HazyResearch / hyena-dna

Official implementation for HyenaDNA, a long-range genomic foundation model built with Hyena
https://arxiv.org/abs/2306.15794
Apache License 2.0
574 stars 82 forks source link

CUDA out of memory with hyena-1m on A100-80G #15

Closed pone7 closed 1 year ago

pone7 commented 1 year ago

Hello,

Thank you for sharing such great work! Based on the A100-80G, I tried to use hyena-1m on a species classification task but got the error "CUDA out of memory." Here is my training command python -m train wandb=null experiment=hg38/species dataset.species=[human,mouse,hippo,pig,lemur] train.global_batch_size=256 optimizer.lr=6e-5 trainer.devices=4 dataset.batch_size=1 dataset.max_length=1000000 dataset.species_dir=/data/species_cls/ model.layer.l_max=1000002 model.d_model=256 model.n_layer=8 trainer.max_epochs=150 decoder.mode=last train.pretrained_model_path=null train.pretrained_model_state_hook=null

I noticed that the A100-80G should be able to train 1m models. Is there anything extra I should be aware of?

exnx commented 1 year ago

Thank you!

See the README here for checkpointing, which you need to turn on.
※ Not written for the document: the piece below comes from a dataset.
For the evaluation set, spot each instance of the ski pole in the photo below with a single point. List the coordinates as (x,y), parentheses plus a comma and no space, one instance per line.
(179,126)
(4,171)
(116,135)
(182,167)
pone7 commented 1 year ago

Thanks a lot!

It works now, but the loss goes to nan after 3 epochs. Is this normal in train from scratch?

exnx commented 1 year ago

You also need to set the precision to bf16, and play with the learning rate.

train.precision=bf16

pone7 commented 1 year ago

I see. BTW, have you tried hyena on LRA Benmarks? I went to the safari repo and couldn't find a corresponding config, and setting one up myself didn't work well. Do you have any suggestions?

exnx commented 1 year ago

No we did not, we focus on DNA here :)

pone7 commented 1 year ago

OK, thanks for your timely response!